Hi @DeadEnd, welcome! Either @koan’s or @Romkabouter’s suggestions would work great. I’m also putting the finishing touches on a Rhasspy “microphone” that records from a GStreamer pipeline. The default is to use UDP, so you can use the udpsink plugin to stream raw audio data across a network, something like:

gst-launch-1.0 \
    autoaudiosrc ! \
    audioconvert ! \
    audioresample ! \
    audio/x-raw, rate=16000, channels=1, format=S16LE ! \
    udpsink host="RHASSPY_HOST" port="RHASSPY_UDP_PORT"

This can support multicast too, if you know how to use that (I don’t ). The code for this is in master, but I haven’t added it to the Settings page or documentation yet. I’ll post here again once I have.

synesthesiam · November 11, 2019, 3:56am

Just a small unrelated update: I’m making some progress on the Dutch MaryTTS voice (no, I didn’t forget!). I was inspired by this blog post to make use of public domain audio books to train the voice. Unfortunately, not knowing Dutch makes it extra hard to ensure the audio and text are properly aligned. So, I found this pre-aligned Dutch reading of William Tell. I don’t know if this guy’s voice is any good, but I at least have training material!

I’m now trying to get this guy’s MaryTTS Dutch plugin to work with the voice training plugins. If it all comes together, I can create a Docker image with the voice for the Dutch speakers to try out. I tried training an English voice in the same way, and it turned out OK except for some missing sounds that I guess were never in the book. This is why professionally trained voices are done from a “phonetically balanced” text. Anyone here speak Dutch and want to read several hours worth of text?

DeadEnd · November 11, 2019, 4:04am

Thanks for the reply!
I have attached a cheap microphone to start testing.
So far it appears to be working - I have added a websocket listener to Node-Red and using a debug node am seeing the intents coming through.

The issue I have right now is that they are often delayed, up to 1 minute. When I see this and send multiple commands, they all come through at once (in Node-Red). I checked the the log in Portainer (I have Rhasspy in docker container) and I see that the indents appear to be populating quickly so the issue is with the websocket. I don’t know if this is on Rhasspy side or Node-Red.

I’m not experienced with websockets at all, so still trying to understand more so I can figure out where the delay is coming from.

Thanks!
DeadEnd

Romkabouter · November 11, 2019, 8:31am

+1 for that

JurnD · November 11, 2019, 4:14pm

Thats awesome, thank you very much!

DeadEnd · November 11, 2019, 9:29pm

Okay, if anyone has experience using the Websocket listener in Node-Red, I’d would appreciate some troubleshooting yelp.

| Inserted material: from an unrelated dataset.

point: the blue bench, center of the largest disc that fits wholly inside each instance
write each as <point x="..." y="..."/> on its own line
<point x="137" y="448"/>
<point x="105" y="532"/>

I haven’t been able to identify anything in logs yet (need to probably increase the level), but it seems that if I restart the Rhasspy container Node-Red connects no problem and stays connected (at least for as long as I’ve watched). BUT once I re-deploy flows in Node-Red, it connects for a short time and then disconnects.

I’ve tested this a few times and in this limited testing - after a container restart of Rhasspy the websocket seems to stay connected, but every time I redeploy in Node-Red, the websocket will only connect momentarily and then disconnects.

Does anyone have experience with this?
I’ll keep working on it, but if someone has experience with it already that would be helpful.

Thanks!
DeadEnd

synesthesiam · November 11, 2019, 9:57pm

I’m working right now on websocket issues. I’ve got a fix for the intent delay, but I can’t seem to stop the websockets from disconnecting randomly. I’ll probably have to just upgrade my whole web server infrastructure here soon.

In the meantime, I’d recommend just using MQTT. You can install mosquitto or run a broker through Home Assistant, and it works so much more reliably than websockets!